Encontramos a un oficial que había pertenecido a esa sociedad, un compañero de curso del homicida. -Sí -nos dijo-, el Gobierno estaba al corriente. Intentaba desanimarnos, pero no pudo hacer nada. Evidentemente, el Gobierno no aprobaba nuestra propaganda -Sonrió guiñando el ojo-. Pero, ¿cómo podía impedirla? Nuestra Constitución garantiza la libertad de reunión y de asociación... ¡Somos un país libre!

Johnson permanecía impávido ante el desastre.

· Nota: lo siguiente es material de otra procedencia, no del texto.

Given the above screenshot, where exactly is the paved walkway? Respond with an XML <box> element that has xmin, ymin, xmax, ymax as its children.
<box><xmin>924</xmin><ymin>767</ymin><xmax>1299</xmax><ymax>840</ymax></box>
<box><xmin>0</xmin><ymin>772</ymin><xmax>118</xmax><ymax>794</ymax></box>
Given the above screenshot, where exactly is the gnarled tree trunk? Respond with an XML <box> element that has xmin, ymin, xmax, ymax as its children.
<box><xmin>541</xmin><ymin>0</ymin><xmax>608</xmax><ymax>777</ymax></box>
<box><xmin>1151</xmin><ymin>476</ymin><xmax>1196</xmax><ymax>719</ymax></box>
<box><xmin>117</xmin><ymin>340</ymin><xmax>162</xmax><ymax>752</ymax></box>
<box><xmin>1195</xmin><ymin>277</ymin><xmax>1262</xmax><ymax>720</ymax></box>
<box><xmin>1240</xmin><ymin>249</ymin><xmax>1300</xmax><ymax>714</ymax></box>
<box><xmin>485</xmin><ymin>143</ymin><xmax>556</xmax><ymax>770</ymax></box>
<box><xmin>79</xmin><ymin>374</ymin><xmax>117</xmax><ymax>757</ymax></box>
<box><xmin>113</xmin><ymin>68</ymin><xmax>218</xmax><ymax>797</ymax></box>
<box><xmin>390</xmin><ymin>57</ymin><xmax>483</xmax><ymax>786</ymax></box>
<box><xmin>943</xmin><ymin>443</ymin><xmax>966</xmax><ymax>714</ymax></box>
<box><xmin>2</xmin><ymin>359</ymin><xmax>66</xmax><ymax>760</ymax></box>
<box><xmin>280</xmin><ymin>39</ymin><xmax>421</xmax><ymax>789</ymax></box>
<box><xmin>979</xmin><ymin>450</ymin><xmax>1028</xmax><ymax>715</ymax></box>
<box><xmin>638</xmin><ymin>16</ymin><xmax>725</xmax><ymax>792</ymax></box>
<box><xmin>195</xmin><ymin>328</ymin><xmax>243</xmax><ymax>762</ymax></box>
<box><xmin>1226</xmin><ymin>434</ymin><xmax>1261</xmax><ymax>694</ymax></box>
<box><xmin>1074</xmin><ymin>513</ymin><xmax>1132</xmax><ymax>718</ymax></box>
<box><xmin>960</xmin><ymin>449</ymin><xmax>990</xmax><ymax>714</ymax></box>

-Durante años, nos hemos ahogado y fastidiado en aquel viejo edificio -explicó-. Pero la Universidad era demasiado pobre para construir uno nuevo. En el tratado de paz, exigiremos que se nos entregue una universidad alemana, con bibliotecas, laboratorios y todo el resto. Ellos tienen muchas, nosotros no tenemos más que una. No hemos decidido aún si pediremos Heidelberg o Bonn...

Los habitantes comenzaban a volver ya a la ciudad que habían abandonado seis meses antes, cuando los primeros bombardeos. Cada tarde, al anochecer, las calles estaban más frecuentadas. Algunas tiendas abrían tímidamente y restaurantes y cafés en los que el verdadero belgradés pasa todo su tiempo bebiendo cerveza y viendo pasar a las gentes elegantes. Johnson lanzó un raudal de comentarios sobre las personas que estaban sentadas en las mesas o que mataban el tiempo en la calle.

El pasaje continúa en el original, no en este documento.